DISCLAIMER: As an affiliate of The Wealthy Steward, we may earn a sales commission from the offerings discussed in this article. This issue is for educational purposes only and is not legal, financial, or tax advice. Please consult qualified professionals before making decisions about your business or estate.
Every once in a while, an interview comes along that reframes something most people had stopped questioning… and Seth Ellsworth's recent appearance on our Expert Interview Series was one of those moments.
Seth is a marketing veteran, father of 8 kids, and founder of The Wealthy Steward. He helps business owners restructure how they hold assets using a framework that predates the LLC, the S-Corp, and the C-Corp by several centuries. The premise might be uncomfortable at first, but for the right person, it’s freeing.
His core argument is simple: ownership is a modern construct that brings complexity, compliance, and constant exposure.
While “stewardship” - controlling assets without owning them - is older, simpler, and quietly used by some of the wealthiest families and largest organizations in America (and beyond).

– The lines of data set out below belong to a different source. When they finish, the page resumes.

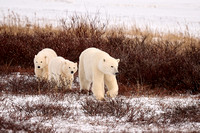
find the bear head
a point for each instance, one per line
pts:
(109, 65)
(40, 61)
(69, 67)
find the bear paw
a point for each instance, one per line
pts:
(112, 94)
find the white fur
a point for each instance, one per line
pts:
(99, 68)
(62, 71)
(41, 62)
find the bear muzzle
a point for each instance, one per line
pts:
(116, 73)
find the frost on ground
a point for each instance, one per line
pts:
(77, 112)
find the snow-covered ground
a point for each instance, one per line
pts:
(18, 106)
(78, 112)
(162, 15)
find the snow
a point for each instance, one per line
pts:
(81, 122)
(161, 15)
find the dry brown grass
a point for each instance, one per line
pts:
(168, 63)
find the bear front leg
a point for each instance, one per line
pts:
(111, 84)
(98, 86)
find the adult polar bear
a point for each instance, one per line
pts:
(41, 62)
(98, 67)
(62, 71)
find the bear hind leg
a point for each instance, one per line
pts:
(111, 84)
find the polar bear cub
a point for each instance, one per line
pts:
(62, 71)
(99, 68)
(41, 62)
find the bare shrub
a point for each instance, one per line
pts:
(117, 107)
(169, 62)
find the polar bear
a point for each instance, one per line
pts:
(98, 67)
(41, 62)
(62, 71)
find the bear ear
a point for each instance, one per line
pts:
(46, 59)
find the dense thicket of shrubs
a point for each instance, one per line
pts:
(147, 60)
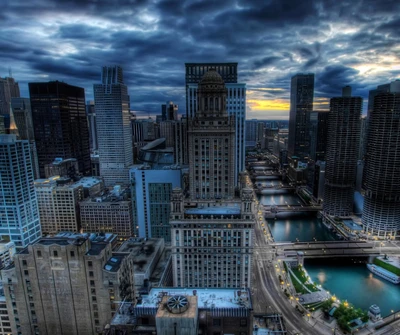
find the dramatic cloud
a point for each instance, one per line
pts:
(354, 42)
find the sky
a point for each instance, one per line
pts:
(354, 42)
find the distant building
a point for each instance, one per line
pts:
(91, 117)
(341, 155)
(73, 283)
(114, 134)
(169, 112)
(235, 102)
(19, 217)
(62, 167)
(58, 201)
(301, 105)
(192, 311)
(151, 199)
(109, 213)
(381, 211)
(60, 125)
(8, 89)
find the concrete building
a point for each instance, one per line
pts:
(341, 155)
(169, 111)
(190, 312)
(19, 215)
(301, 105)
(381, 211)
(21, 108)
(62, 167)
(60, 125)
(235, 102)
(58, 201)
(211, 229)
(68, 284)
(113, 126)
(109, 213)
(151, 199)
(9, 89)
(91, 117)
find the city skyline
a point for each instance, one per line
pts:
(343, 44)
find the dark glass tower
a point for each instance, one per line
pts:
(381, 212)
(301, 105)
(60, 124)
(341, 155)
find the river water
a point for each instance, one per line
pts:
(343, 277)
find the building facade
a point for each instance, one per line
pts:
(60, 125)
(211, 229)
(235, 102)
(18, 203)
(381, 212)
(112, 105)
(68, 284)
(301, 105)
(341, 155)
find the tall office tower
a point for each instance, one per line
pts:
(67, 284)
(169, 112)
(381, 212)
(18, 203)
(21, 108)
(113, 126)
(60, 125)
(301, 105)
(211, 231)
(235, 102)
(151, 199)
(91, 117)
(8, 89)
(109, 213)
(341, 155)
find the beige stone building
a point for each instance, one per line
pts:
(67, 284)
(212, 227)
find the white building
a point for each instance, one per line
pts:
(113, 126)
(151, 199)
(19, 215)
(235, 105)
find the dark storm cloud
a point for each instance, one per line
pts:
(342, 42)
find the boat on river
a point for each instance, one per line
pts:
(383, 273)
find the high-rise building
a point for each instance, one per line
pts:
(60, 125)
(91, 117)
(341, 155)
(211, 230)
(8, 89)
(114, 134)
(151, 199)
(235, 102)
(381, 211)
(19, 216)
(21, 108)
(301, 105)
(67, 284)
(58, 201)
(169, 112)
(109, 213)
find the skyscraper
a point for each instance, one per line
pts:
(19, 216)
(341, 155)
(114, 132)
(8, 89)
(211, 230)
(301, 105)
(235, 102)
(60, 125)
(381, 212)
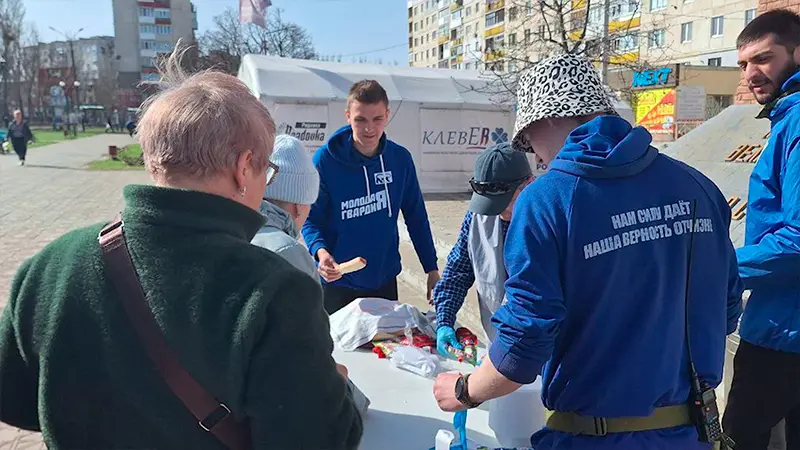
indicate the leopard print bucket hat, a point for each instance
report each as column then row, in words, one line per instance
column 556, row 87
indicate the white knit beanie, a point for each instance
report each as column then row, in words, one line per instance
column 297, row 180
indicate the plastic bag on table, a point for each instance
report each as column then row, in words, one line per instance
column 415, row 360
column 365, row 318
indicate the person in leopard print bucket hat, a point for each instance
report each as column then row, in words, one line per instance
column 596, row 259
column 564, row 86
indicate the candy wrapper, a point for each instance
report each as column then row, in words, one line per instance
column 412, row 338
column 469, row 341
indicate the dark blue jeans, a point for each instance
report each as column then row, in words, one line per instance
column 20, row 147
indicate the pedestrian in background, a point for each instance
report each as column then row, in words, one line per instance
column 766, row 369
column 19, row 134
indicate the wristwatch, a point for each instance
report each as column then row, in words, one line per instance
column 462, row 392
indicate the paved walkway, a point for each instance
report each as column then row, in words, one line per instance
column 50, row 195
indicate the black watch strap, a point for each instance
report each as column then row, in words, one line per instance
column 462, row 392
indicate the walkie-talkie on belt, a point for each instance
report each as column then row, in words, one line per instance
column 703, row 399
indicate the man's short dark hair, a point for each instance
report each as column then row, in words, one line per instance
column 369, row 92
column 782, row 23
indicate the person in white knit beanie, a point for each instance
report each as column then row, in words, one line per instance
column 287, row 202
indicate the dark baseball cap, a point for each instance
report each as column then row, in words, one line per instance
column 499, row 170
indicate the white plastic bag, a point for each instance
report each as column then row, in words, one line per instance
column 415, row 360
column 364, row 318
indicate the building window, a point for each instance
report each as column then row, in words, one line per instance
column 749, row 15
column 657, row 38
column 716, row 103
column 626, row 44
column 686, row 32
column 717, row 26
column 495, row 17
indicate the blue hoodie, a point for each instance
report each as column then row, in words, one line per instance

This issue unpacks the highlights of that conversation.
The Origin Story: A Ledger From 1906 and a Question No One Could Answer
Seth's path into this work didn't start with tax strategy. It started with a family reunion and a leather-bound business ledger that belonged to his great-grandfather.
He flipped through thousands of transactions, saw bank balances in the hundreds of thousands of dollars (in early 1900s money), and asked a question that wouldn't leave him alone:
How did my great-grandfather actually do business?
Not what tools did he use, but what structure did he use? Because it couldn't have been an LLC - those didn't exist until the late 1970s. It couldn't have been an S-Corp or a modern revocable living trust. So what was it?
When Seth started asking attorneys and CPAs, the answer was always the same: they didn't know. It hadn't been taught in law school. It wasn't in their professional resource libraries. The structures had been quietly written out of the modern curriculum.
But they had never been written out of the law.
Ownership Triggers Complexity
Seth's central thesis comes down to a single observation about how the U.S. tax and legal system actually works.
He boils the entire IRS code down to one concept: a taxable event is what triggers a tax liability, and the entity tied to that event becomes the taxpayer. Ownership and the taxpayer almost always travel together. When an individual owns something, that individual is on the hook for the events it generates.
But the law never required them to travel together… They can be separated.
This is where the shift from ownership to stewardship comes in.
By moving assets into a properly structured private contract organization, the individual is no longer the owner. They retain discretion and control as a steward, but the taxable event - when it happens - sits somewhere else entirely. And when no event is triggered, no taxpayer exists for that activity.
Seth is careful to underline what this is not: a tax scheme, a loophole, an evasion strategy, or anything foreign. It is the application of contract law that has existed in this country since the Mayflower Compact in 1620 and in Roman civil code since 542 AD.
His framework rests on a legal opinion letter and the maxim that has held in U.S. courts for centuries: pacta sunt servanda - the contract makes the law.
The Supreme Court Has Already Settled This
For anyone wondering whether private contracts can really stand up to state regulation, Seth points to Allied Structural Steel v. Spannaus (1978).
In that case, a private contract predated a Minnesota state regulation that effectively overrode it. The Supreme Court didn't just side with the contract holders. It struck the Minnesota law down entirely, citing the constitutional rule that no state can pass a law impairing the obligation of a contract.
The same principle was established as far back as Dartmouth College v. Woodward in 1819. Contract first, state second.
This is the legal floor that private contract organizations stand on. It is, in Seth's words, "the most well-settled law in the history of law."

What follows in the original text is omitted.